「どこまでも犯人追いかける」 八王子スーパー強盗殺人30年
「この事件の筋読み(見立て)で合っていますか。どんな形でもいいので教えてください」。30年前に起きた未解決の強盗殺人事件を捜査する警視庁捜査1課の係長、荒川秀樹警部(55)は、捜査本部の棚にある3人の犠牲者の遺影に手を合わせて、そう問いかける。
事件は、1995年7月30日に東京都八王子市の「スーパーナンペイ大和田店」の事務所で起きた。アルバイトの女子高校生ら3人が拳銃で頭を撃たれて殺害された。
荒川係長は事件後の97年に警視庁に入庁した。2回目の捜査1課勤務となった2012~17年、この事件を初めて担当した。当時は警部補。現場の状況から「犯罪史上まれにみる凄惨(せいさん)な事件」と語る。
事件で使われたとされるフィリピン製拳銃「スカイヤーズ・ビンガム」の捜査で、12年にフィリピンに派遣された。流通ルートや製造元を調べたが有力な情報は得られなかった。「できる限りのことはしたつもりだ」と振り返る。
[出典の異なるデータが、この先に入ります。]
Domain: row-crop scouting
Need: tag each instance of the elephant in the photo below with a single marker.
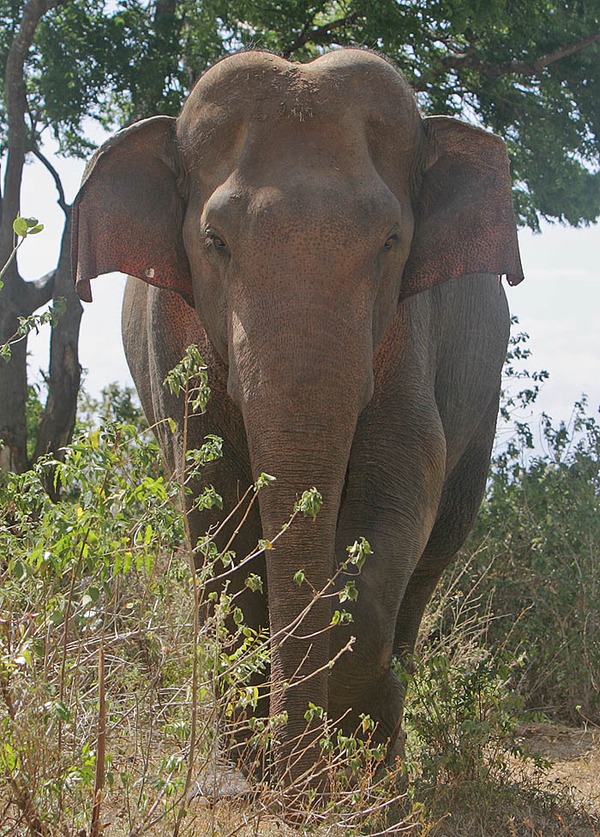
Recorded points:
(338, 260)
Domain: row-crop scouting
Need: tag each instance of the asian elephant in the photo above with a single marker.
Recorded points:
(337, 258)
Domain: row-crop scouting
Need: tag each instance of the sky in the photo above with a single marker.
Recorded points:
(558, 304)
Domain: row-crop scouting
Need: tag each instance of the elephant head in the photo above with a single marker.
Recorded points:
(295, 207)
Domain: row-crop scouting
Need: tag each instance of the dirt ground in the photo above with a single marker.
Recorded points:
(574, 755)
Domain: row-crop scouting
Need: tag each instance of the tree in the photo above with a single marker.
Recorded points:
(528, 71)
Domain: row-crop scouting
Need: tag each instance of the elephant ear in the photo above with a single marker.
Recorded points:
(128, 213)
(464, 221)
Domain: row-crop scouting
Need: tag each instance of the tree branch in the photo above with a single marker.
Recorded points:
(16, 106)
(470, 60)
(319, 33)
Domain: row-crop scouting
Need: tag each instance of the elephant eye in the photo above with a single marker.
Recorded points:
(214, 240)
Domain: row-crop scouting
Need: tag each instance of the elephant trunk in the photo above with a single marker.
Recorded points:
(300, 417)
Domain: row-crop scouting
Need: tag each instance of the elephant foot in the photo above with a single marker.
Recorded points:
(220, 780)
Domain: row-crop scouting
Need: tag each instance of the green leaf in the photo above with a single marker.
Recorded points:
(20, 227)
(263, 480)
(309, 503)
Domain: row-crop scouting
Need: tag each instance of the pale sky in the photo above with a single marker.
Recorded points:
(558, 304)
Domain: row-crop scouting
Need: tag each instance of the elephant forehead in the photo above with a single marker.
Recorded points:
(263, 94)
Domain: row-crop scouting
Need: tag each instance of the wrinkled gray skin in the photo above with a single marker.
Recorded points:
(342, 255)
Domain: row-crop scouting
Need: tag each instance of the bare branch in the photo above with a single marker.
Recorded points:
(530, 68)
(55, 176)
(319, 34)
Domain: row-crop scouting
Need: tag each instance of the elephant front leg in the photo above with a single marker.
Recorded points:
(392, 502)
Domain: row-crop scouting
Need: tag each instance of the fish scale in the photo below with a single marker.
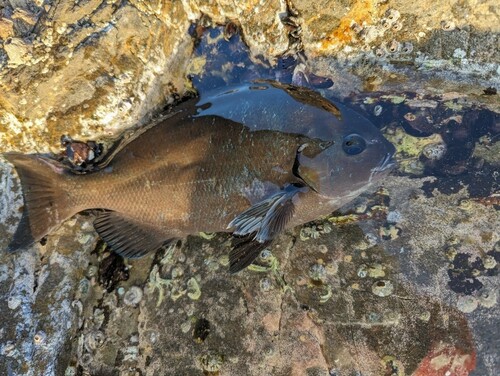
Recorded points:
(253, 160)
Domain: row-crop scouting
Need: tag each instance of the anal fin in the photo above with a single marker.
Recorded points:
(129, 237)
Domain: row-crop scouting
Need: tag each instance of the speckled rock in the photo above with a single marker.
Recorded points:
(402, 282)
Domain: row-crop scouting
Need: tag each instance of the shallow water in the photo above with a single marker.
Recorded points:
(401, 281)
(438, 244)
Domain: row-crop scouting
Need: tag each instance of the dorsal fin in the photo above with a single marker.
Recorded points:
(128, 237)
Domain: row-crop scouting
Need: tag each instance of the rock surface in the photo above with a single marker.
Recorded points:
(404, 281)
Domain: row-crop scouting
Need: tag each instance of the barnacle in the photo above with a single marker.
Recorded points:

25年春からは捜査1課特命捜査2係長として、再びこの事件を担当する。捜査本部には、引退する捜査員がメモなどをまとめて残したファイルが並ぶ。ボロボロに色あせていて、何度も読み返して事件を頭にたたき込んでいた形跡がうかがえる。
そんなファイルも数十冊になった。「ここまでしても犯人を追い詰められていない。さらに先のことを考えなければ」と自らを奮い立たせ、部下を率いる。
30日で事件発生から30年となる。殺害現場の事務所内からは100点以上の指紋が見つかった。捜査で一つ一つ潰してきたが、誰のものか特定できていない指紋が7点残る。時間の経過で関係者が死亡するなど解明のハードルは高く、くじけそうになることもある。
でも決して諦めない。情報提供は近年も年間数十件あり「多くの人が解決を願っている。事件は決して風化していない」と実感する。証拠鑑定の高度化など最新の科学技術にも期待し、「(犯人を)どこまでも追いかけて、ご遺族に解決の報告をする」と前を見る。
事件ではパート従業員の稲垣則子さん(当時47歳)、いずれもアルバイトで高校2年の矢吹恵さん(同17歳)、前田寛美さん(同16歳)が亡くなった。事務所の金庫には弾痕があったが、中には現金約500万円が残されたままだった。【菅健吾、朝比奈由佳】
◇八王子スーパー強盗殺人事件
1995年7月30日午後9時15分ごろ、東京都八王子市大和田町4の「スーパーナンペイ大和田店」2階の事務所で、パート従業員の稲垣則子さん(当時47歳)、いずれもアルバイトで高校2年の矢吹恵さん(同17歳)、前田寛美さん(同16歳)の3人が頭を拳銃で撃たれて殺害された。金庫に弾痕があったが、中には現金約500万円が残されたままだった。情報提供は警視庁八王子署捜査本部(042・621・0110)。